Olay bir kasabadan öbürüne gitmekte olan bir posta arabasında geçer. Arabaya çeşitli tiplerde insanlar binmiştir. İçlerinde iki ayrı sınıftan iki kadında bulunur. Geriye kalanların arasında sarhoş ve kentten sürülmüş bir doktor, gezginci bir içki satıcısı, bir bankacı ve bir de kumarbaz vardır. Yarı yolda bir hapishane firarisi de arabaya alınır. Kadınlardan soylu olanı bir kalede görevli subay kocasını görmeye gitmektedir. Diğeri adının kötüye çıkmasıyla arabadaki sarhoş doktor gibi yaşadığı kentten uzaklaşmaktadır. Posta arabası iki yerde konaklar üçüncü ve son varış noktasına yaklaştığı bir sırada yolun yarısında Kızılderililerin saldırısına uğrar.

“Dalasa” adlı kadın karekteri, o dönemin ahlak anlayışını ortaya koyar.

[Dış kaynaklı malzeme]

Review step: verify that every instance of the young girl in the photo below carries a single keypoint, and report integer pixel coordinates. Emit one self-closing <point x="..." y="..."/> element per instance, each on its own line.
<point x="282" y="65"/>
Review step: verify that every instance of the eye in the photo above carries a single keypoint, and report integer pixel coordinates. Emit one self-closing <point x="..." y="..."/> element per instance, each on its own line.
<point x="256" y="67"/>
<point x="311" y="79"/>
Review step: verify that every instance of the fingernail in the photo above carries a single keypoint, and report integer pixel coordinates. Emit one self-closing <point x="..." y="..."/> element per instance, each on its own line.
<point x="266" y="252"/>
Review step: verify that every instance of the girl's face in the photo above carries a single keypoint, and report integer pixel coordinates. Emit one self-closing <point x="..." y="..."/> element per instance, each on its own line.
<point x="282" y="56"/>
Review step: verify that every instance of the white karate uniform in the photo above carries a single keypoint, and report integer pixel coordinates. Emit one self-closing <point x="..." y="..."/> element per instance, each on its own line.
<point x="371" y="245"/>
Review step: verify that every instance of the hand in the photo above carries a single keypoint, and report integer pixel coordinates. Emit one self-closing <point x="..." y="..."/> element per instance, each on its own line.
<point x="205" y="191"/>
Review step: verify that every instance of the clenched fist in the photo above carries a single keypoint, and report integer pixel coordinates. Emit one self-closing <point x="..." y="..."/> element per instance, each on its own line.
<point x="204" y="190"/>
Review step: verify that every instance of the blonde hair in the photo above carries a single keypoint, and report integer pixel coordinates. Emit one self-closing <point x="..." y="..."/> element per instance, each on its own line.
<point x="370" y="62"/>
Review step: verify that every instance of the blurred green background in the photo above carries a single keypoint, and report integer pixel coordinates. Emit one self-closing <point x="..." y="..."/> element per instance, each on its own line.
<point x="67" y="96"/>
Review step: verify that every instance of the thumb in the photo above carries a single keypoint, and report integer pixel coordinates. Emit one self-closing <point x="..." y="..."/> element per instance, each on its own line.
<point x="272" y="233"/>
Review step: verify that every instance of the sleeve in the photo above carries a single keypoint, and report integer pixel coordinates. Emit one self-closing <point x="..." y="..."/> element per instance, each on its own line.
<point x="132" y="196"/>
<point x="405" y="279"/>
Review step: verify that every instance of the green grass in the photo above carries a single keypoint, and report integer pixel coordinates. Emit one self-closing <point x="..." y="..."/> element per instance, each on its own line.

Yüksek sınıfın iki temsilcisi olan “bankacı ve subay eşi” ise bu anlayışı karşıt bir açıdan ele alır. Alt sınıftan olan Ringo Kid’in ise bu çeşit ahlak anlayışlarını umursamadığı yoktu. Alkolik doktor da arada bir insan olduğunu hatırlamaktadır. Gezgin içki satıcısı tam ortanın insanıdır. Etliye sütlüye karışmayan her şeyi oluruna bırakan ve her iki sınıfın uzlaşmasını bir köşede bekleyendir. Bu birbiriyle bağdaşmayan her biri ayrı sınıfları temsil eden (Doktor ile Dalasa, toplumdan dışlanma çizgisindedirler) bir posta arabasında bir araya geliyor; önce doğum ardından da ölümle karşılaşırlar. Her şey olağan iken bu insanları ayıran sınıfsallık sonradan hepsini birleşmeye, ölüme karşı koymaya, yan yana olmaya çağırır. Film bu özelliklerinin yanında folklor   öğelerine   de   sıkı   sıkıya   bağlıdır.  Sinema   dili   ise   bugün  bile yadırganmayacak bir ustalıkta yalın, insancıl ve şiirli bir sinema dilidir.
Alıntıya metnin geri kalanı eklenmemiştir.